Some Things Borrowed

And yes, I can see a future in which much press-release journalism, in which outlets report announcements from politicians or companies, could be farmed out to AI to write. Some publishers are already writing stories with generative AI to cut labor costs—with the expected hilarious results, though as generative AI gets better, it will surely improve at basic reporting. 

But what does this all mean to you, the consumer of future AI-generated best-of lists? Who cares if we’re living through our Napster moment! It's easy to not ask too many questions about provenance when you're getting every song you want. Even so, right now I'd say it's not worth trusting any AI-generated recommendations, unless, like Bing, they cite and link to sources. 

Angela Hoover from AI-based search startup Andi says all search results should prominently feature the sources they're pulling from. "Search is going to be visual, conversational, and factually accurate. Especially in the age of generative search engines, it's more important than ever to know where the information is coming from.”

When it comes to asking AI for recommendations and information in the human realm, it will require human inputs. Generative AI just imitates the human experience of holding and using a product. If outlets begin to replace their product reviews, buying guides, and best-of rankings with AI-generated lists, for example, that’s less overall information for it to parse and generate from.

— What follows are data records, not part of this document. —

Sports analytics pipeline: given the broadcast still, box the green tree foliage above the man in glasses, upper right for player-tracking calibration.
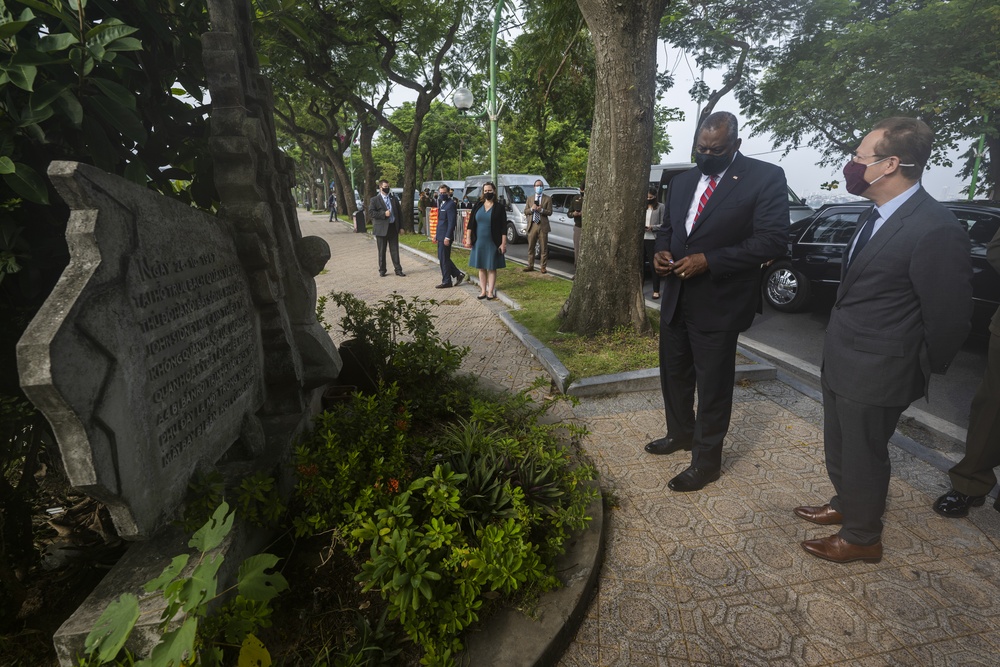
[747,0,1000,197]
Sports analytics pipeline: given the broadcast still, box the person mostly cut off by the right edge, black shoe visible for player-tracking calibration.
[932,227,1000,519]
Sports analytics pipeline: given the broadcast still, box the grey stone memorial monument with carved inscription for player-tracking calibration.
[18,0,341,665]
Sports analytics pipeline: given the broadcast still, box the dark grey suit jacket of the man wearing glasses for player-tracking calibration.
[823,188,972,407]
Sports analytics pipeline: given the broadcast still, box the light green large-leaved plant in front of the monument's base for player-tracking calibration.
[84,502,288,667]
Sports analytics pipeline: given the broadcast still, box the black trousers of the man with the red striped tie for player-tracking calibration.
[660,294,740,470]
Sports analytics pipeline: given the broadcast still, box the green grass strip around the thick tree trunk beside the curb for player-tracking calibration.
[399,234,660,379]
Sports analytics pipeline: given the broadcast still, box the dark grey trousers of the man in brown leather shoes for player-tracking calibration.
[822,378,906,545]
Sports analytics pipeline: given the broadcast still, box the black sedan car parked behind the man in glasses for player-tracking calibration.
[764,201,1000,333]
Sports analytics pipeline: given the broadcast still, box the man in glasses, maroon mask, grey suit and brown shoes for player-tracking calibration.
[795,118,972,563]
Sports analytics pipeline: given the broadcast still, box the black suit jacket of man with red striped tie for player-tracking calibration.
[655,153,789,331]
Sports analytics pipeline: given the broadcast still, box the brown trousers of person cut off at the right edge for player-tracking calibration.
[948,334,1000,496]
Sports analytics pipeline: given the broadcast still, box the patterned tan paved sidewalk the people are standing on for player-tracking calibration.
[300,211,1000,667]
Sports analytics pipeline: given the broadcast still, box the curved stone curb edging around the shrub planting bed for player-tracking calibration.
[457,480,605,667]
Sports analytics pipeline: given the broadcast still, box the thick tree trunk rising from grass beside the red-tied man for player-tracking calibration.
[562,0,668,334]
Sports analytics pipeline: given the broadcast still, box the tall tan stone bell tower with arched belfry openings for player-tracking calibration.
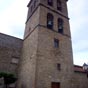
[18,0,73,88]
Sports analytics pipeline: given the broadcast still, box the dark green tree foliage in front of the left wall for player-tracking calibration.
[0,72,17,84]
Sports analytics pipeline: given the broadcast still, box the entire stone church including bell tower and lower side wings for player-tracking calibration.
[0,0,88,88]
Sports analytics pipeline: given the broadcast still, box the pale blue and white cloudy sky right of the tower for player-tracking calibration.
[68,0,88,65]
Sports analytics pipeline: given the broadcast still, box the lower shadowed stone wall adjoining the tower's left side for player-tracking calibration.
[0,33,23,73]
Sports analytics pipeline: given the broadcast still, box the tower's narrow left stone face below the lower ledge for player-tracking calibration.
[17,29,38,88]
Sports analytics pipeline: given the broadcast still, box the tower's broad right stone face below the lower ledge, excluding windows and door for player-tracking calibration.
[36,27,73,88]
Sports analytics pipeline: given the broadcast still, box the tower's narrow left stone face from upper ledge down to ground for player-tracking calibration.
[18,8,40,88]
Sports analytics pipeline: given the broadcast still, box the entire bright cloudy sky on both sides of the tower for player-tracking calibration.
[0,0,88,65]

One can imagine that certain product categories online, especially in more niche products, will increasingly look even more like echo chambers for consumers than they’re currently critiqued for being. 

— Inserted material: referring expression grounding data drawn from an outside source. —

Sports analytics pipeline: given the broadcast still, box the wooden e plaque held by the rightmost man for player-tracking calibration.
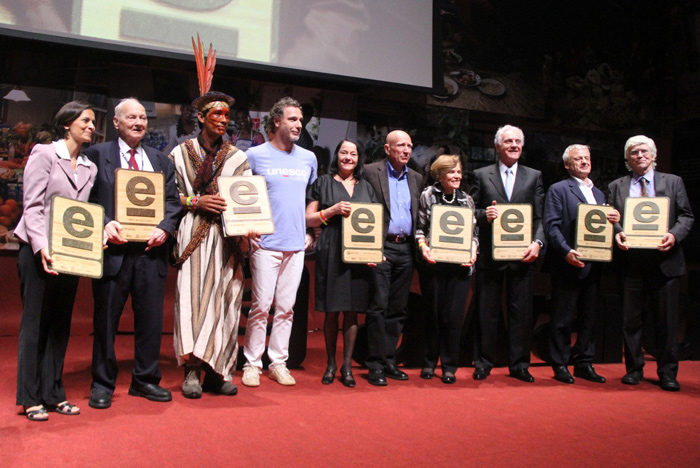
[622,197,671,249]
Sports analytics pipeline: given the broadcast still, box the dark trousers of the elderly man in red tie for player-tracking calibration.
[92,249,165,394]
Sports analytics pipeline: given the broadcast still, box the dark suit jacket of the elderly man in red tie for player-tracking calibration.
[85,140,182,277]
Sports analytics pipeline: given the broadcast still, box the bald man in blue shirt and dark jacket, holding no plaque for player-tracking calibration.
[365,130,422,386]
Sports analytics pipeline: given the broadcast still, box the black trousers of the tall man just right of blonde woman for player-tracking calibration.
[474,266,534,371]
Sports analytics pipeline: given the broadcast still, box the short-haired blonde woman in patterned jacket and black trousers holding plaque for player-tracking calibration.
[416,155,479,384]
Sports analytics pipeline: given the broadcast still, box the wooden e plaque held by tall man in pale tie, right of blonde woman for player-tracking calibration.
[492,203,532,260]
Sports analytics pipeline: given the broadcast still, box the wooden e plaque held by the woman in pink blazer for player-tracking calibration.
[49,196,105,278]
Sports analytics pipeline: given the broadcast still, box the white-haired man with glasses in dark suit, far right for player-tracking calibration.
[608,135,694,391]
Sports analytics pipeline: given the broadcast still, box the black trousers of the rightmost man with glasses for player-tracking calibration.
[622,265,680,379]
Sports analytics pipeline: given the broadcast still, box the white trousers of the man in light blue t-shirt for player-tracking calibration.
[243,249,304,369]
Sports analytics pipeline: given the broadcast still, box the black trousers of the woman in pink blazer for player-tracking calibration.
[17,244,78,407]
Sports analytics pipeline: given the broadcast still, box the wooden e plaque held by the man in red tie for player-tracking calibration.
[114,169,165,242]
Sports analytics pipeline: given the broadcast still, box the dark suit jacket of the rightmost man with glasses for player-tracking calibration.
[608,171,695,278]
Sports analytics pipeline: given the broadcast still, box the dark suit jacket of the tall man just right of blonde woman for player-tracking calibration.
[469,163,545,270]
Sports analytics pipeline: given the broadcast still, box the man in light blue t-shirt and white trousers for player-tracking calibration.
[242,97,317,387]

By combining search and AI, it is important that we rely on existing search rankings and other methods that are often helpful to sort out bad sources. I simply ignore certain review sites online, and Amazon ratings in general, because they’re fraught with issues like fake reviews. If AI doesn’t have the same level of discretion, and if those of us at major review outlets don’t chime in, or chime in less because AI is taking our jobs, I don’t see a rosy outcome for consumers.

“We wanted to strike the right balance between a succinct answer that the user can immediately get the gist of, but also be nice to publishers and not like, you know, wholesale rewrite an entire page and claim it’s fair use,” says Ramaswamy.

Money Talks

Many reputable review sites, like ours, rely on “affiliate revenue,” which is money from readers who directly click links in our articles and end up buying things we recommend. If AI is surfacing our words and opinions without offering us proper affiliate linking, it is essentially taking professional opinions and sharing them for free, but sharing none of the revenue.

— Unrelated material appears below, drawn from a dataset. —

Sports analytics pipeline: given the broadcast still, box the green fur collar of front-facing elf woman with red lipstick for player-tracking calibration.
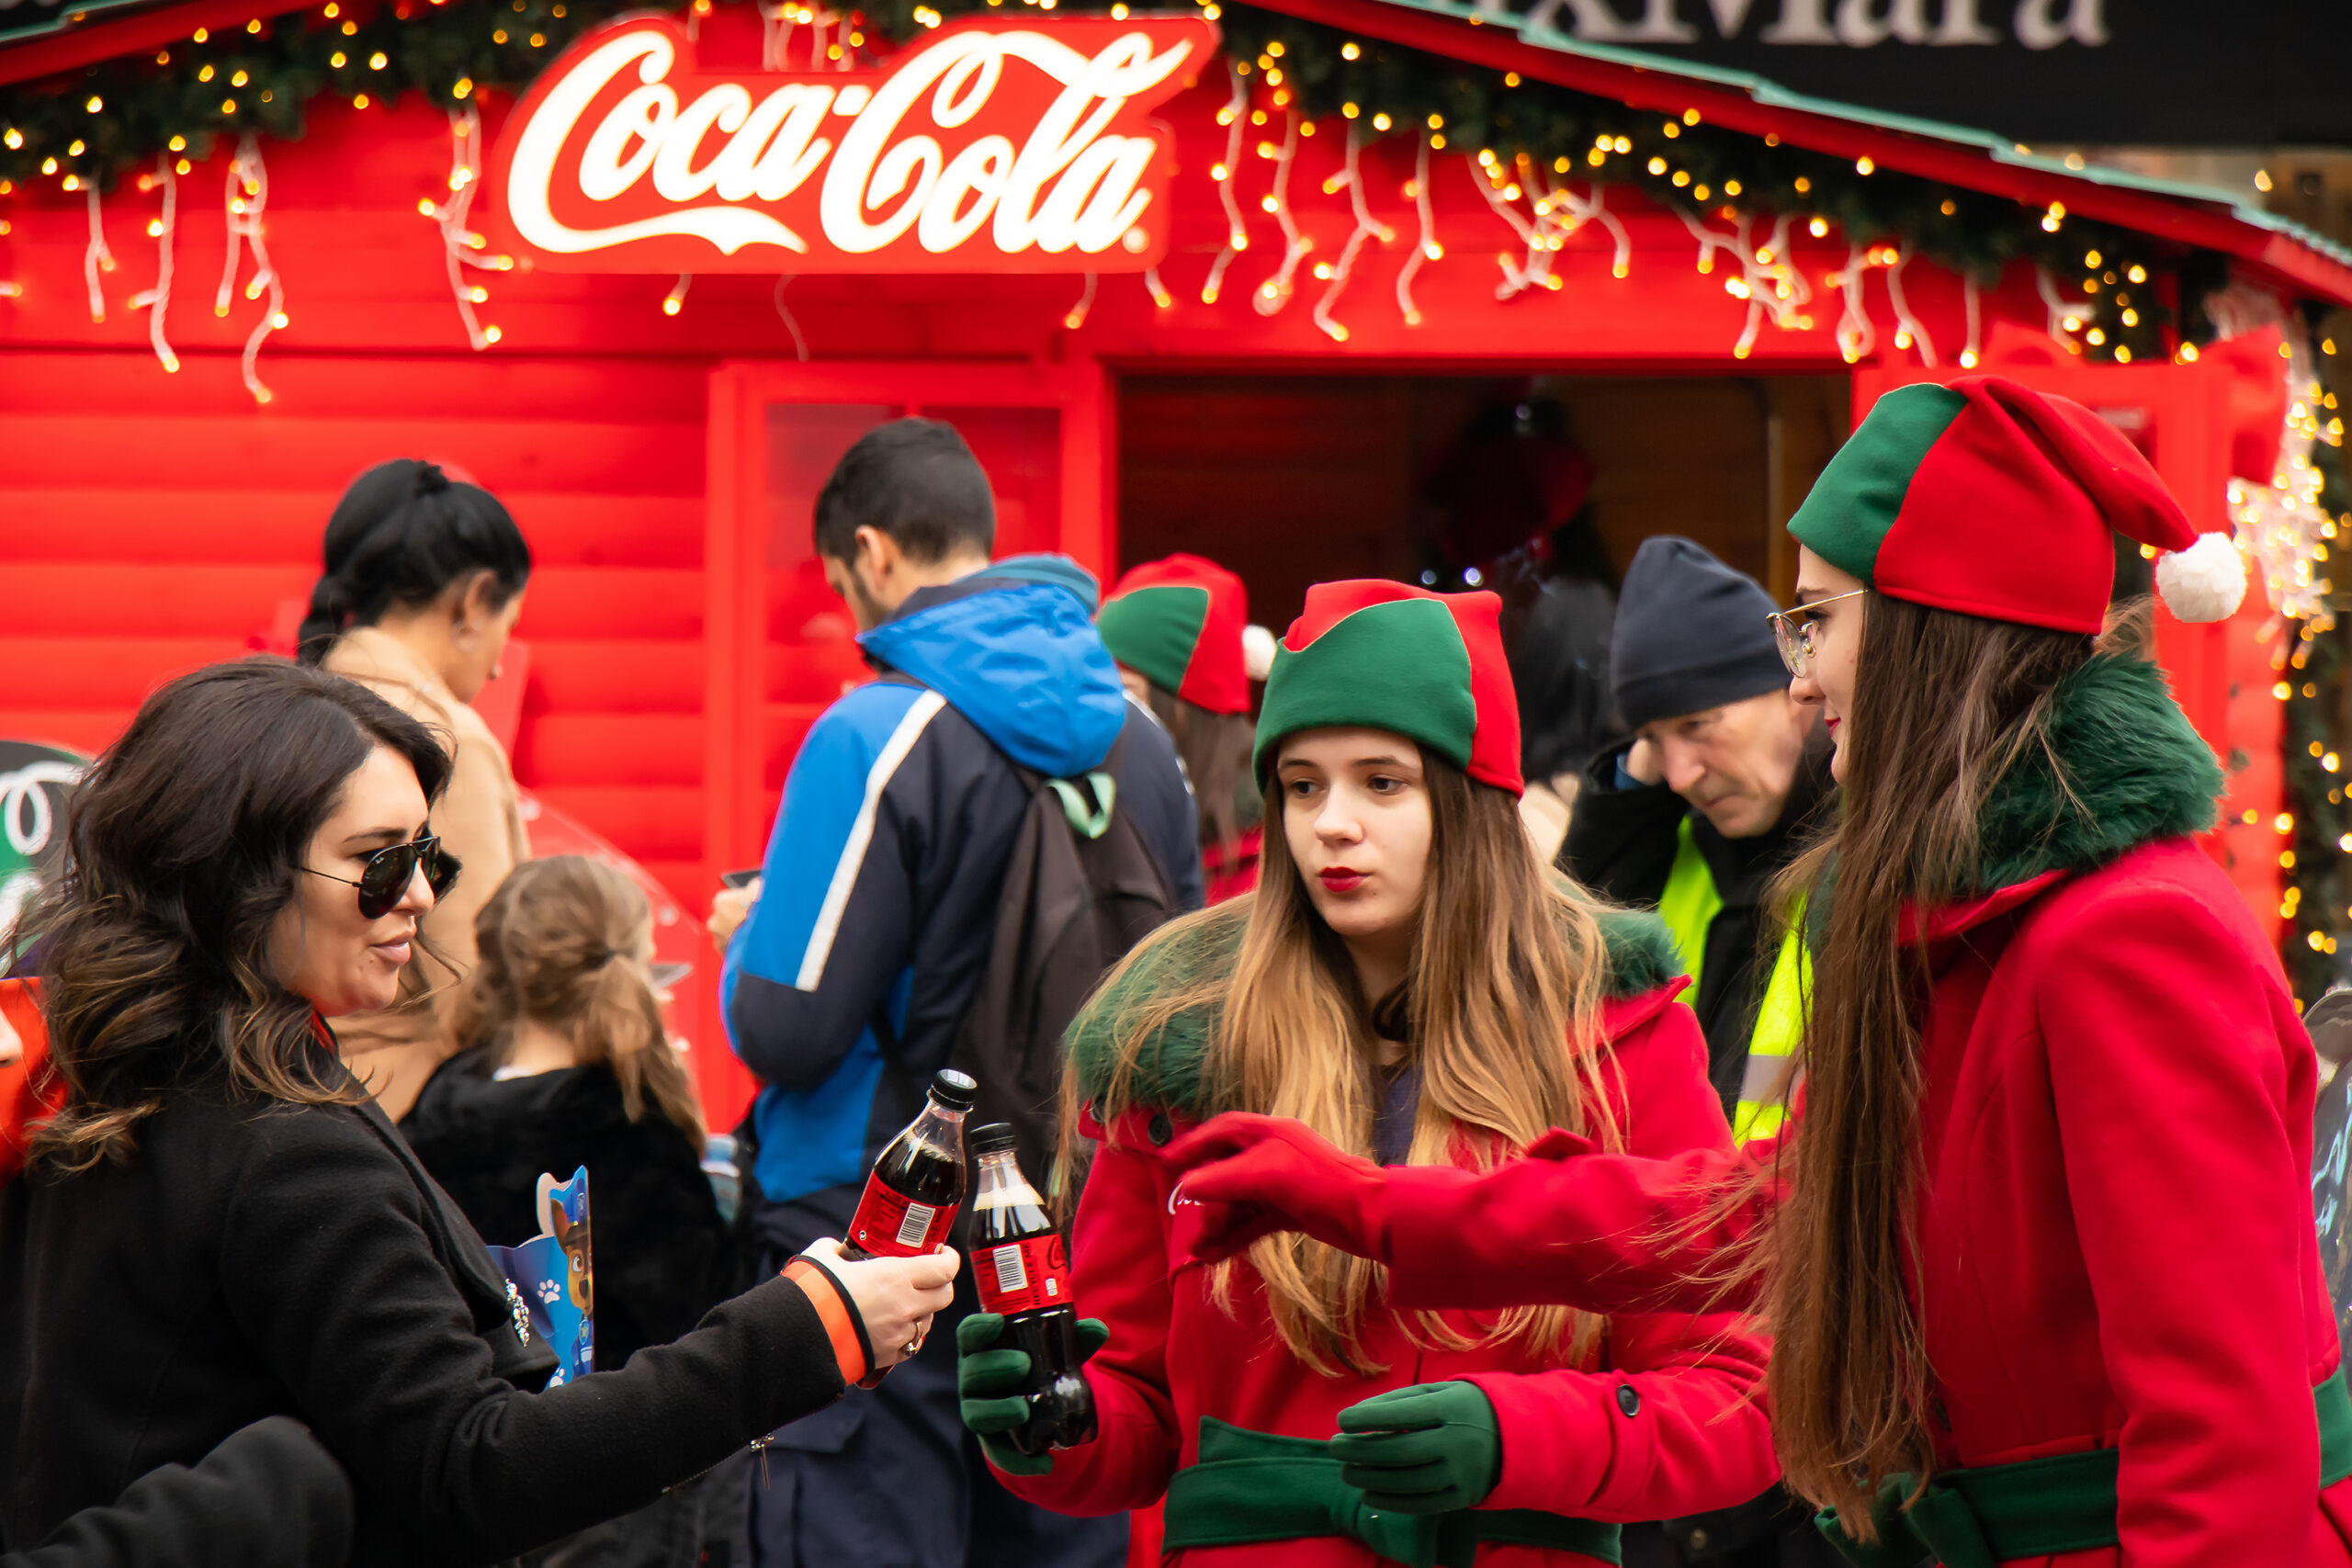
[1063,898,1681,1114]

One can see a problem in which outlets won’t find a profitable way to keep reviewing such a broad array of items, and instead rating systems like those on Amazon and elsewhere take over, meaning the only folks who can weigh in are those who have already actually purchased a product themselves or those who know how to game the system.

Given the work done by Andi, Neeva, and other AI-based search startups, and recent announcements by Google at Google IO regarding the future of its own search engine, searching things like “What are the best workout headphones” is going to end up looking something like the current info card—the area you might know at the top of Google search results that shows you products or recommendations without requiring you to actually read an article.

As long as Google, Bing, and others are paying the sites that AI is trolling for this information, I see no problem at all with aggregating this data for consumers and publishers alike. If it doesn’t find a way to maintain the existing affiliate revenue model, though, I see a world in which many outlets have to downsize their reviews departments, and AI opinions get much worse.

One thing is for sure: Before you go giving the computer your credit card to shop for itself, it’s best to make sure that a real human you trust has touched the thing you’re buying. It doesn’t matter how real an AI-generated roundup or review might read. The computer doesn’t have ears.